This Has Got To Stop
July 26, 2009 – 9:19 pm —
Government sponsorship of alternative energy development is a great idea for a number of reasons, but the following argument– which has been repeated ad nauseam by high-profile alternative energy proponents, most recently Senators Barbara Boxer and John Kerry in Friday’s Washington Post– is clearly invalid and thus does not help matters. To refute the claim that “drill, baby, drill” can be an effective energy policy, Boxer and Kerry cite the fact that “the United States has only 3 percent of the world’s proven oil reserves, while we are responsible for 25 percent of the world’s oil consumption.” The implication seems to be that a country with n% of the world’s proven oil reserves can only sustainably consume up to n% of the world’s petroleum, but this implication makes no sense at all. The percentage contained in a country of the world’s proven oil reserves has no connection with that country’s highest sustainable percentage of worldwide oil consumption.

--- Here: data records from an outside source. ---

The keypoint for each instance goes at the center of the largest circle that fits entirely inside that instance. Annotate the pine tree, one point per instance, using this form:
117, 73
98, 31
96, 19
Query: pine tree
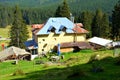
63, 10
116, 22
86, 19
105, 29
18, 31
96, 24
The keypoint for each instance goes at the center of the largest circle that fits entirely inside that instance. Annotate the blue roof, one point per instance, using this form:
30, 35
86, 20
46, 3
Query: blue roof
57, 23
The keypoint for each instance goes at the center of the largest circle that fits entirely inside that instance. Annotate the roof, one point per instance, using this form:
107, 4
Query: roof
81, 45
36, 28
57, 23
116, 44
78, 29
78, 24
100, 41
31, 44
12, 50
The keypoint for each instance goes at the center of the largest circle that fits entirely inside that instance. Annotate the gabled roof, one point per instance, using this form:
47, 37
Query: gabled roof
11, 51
31, 44
100, 41
78, 29
57, 23
81, 45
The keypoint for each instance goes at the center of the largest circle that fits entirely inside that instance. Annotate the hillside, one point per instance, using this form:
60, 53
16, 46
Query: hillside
75, 5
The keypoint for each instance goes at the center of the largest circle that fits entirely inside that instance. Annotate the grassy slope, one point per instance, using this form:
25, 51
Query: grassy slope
40, 72
4, 32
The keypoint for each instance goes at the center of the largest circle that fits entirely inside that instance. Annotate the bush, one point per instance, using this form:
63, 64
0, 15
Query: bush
96, 67
18, 72
117, 62
76, 74
94, 58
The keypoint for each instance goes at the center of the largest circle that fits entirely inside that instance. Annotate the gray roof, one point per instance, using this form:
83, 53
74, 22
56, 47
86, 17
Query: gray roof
57, 23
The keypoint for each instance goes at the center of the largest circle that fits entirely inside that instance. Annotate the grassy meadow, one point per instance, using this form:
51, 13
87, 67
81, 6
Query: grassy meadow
4, 33
74, 66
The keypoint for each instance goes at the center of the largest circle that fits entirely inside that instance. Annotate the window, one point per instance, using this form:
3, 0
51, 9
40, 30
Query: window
43, 39
42, 49
62, 28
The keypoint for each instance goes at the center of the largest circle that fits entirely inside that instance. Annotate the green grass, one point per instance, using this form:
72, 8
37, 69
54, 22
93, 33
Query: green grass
4, 32
75, 67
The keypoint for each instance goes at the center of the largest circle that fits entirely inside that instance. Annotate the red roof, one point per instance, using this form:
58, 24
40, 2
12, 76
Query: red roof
81, 45
78, 29
36, 28
78, 24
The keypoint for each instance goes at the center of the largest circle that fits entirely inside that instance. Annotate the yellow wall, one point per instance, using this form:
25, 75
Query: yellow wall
47, 42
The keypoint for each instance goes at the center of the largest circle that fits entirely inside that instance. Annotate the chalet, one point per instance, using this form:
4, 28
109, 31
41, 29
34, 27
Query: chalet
61, 31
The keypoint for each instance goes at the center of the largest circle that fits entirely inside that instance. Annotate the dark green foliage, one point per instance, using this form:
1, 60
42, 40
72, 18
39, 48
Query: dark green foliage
18, 31
86, 18
18, 72
116, 22
97, 22
105, 29
63, 10
100, 25
96, 67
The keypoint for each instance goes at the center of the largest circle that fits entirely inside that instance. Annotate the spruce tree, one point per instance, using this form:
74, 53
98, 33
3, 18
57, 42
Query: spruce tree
63, 10
105, 29
96, 24
116, 22
18, 31
86, 19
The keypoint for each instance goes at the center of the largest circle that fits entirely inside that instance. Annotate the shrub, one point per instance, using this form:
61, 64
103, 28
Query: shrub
96, 67
117, 62
76, 74
93, 58
18, 72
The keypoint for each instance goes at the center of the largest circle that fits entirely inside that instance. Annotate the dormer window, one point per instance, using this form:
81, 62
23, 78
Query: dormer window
62, 28
51, 29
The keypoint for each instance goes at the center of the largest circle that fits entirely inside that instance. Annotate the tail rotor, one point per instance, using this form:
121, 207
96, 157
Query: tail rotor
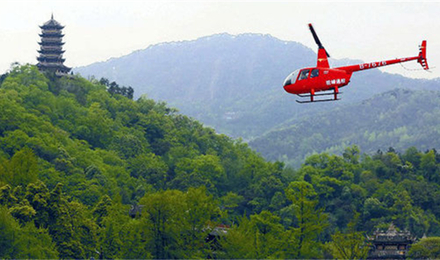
422, 56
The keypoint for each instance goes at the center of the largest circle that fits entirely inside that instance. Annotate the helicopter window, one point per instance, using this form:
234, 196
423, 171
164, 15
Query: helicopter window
291, 79
304, 74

The two critical missing variables are the amount of oil remaining in the world’s reserves and the rate of worldwide oil consumption. The above relation is meaningless without these; with these, the relation ends up being irrelevant anyway. If there is far more oil than we will use in centuries, we have no problem; if there is far less oil than we will use in the next fifty years, we have a huge problem. It turns out that the rate of consumption is fairly well-known, but there is still much debate over just how much accessible petroleum is left in the world– especially since improving oil-extracting technologies continue to make once-inaccessible reserves prime for extraction.
Why does it matter? Even at their least sinister, bogus arguments distract attention from truly important issues at the heart of the alternative energy debate. Does America’s consumption of oil– much of it foreign– have economic, ecological, and national security implications so critical that our national government should go further into debt pushing alternatives? If so, how much further? We know that subsidies yield results. In 2007, the Renewable Energy Policy Network for the 21st Century (REN21, website) reported that worldwide renewable energy use doubled from 2004 to 2007 and that “Multilateral agencies and private investors alike are integrating renewable energy into their mainstream portfolios, capturing the interest of the largest global companies.” The “Key Findings” of a U.S. Department of Energy September 2008 report include very promising renewable energy growth statistics for the past decade (pages 3 and 4, here ). So we know we can develop alternative energy; the question is whether or not we should in the context of the above three considerations. Oft-repeated yet irrelevant relations like the one just discussed do not move the debate forward.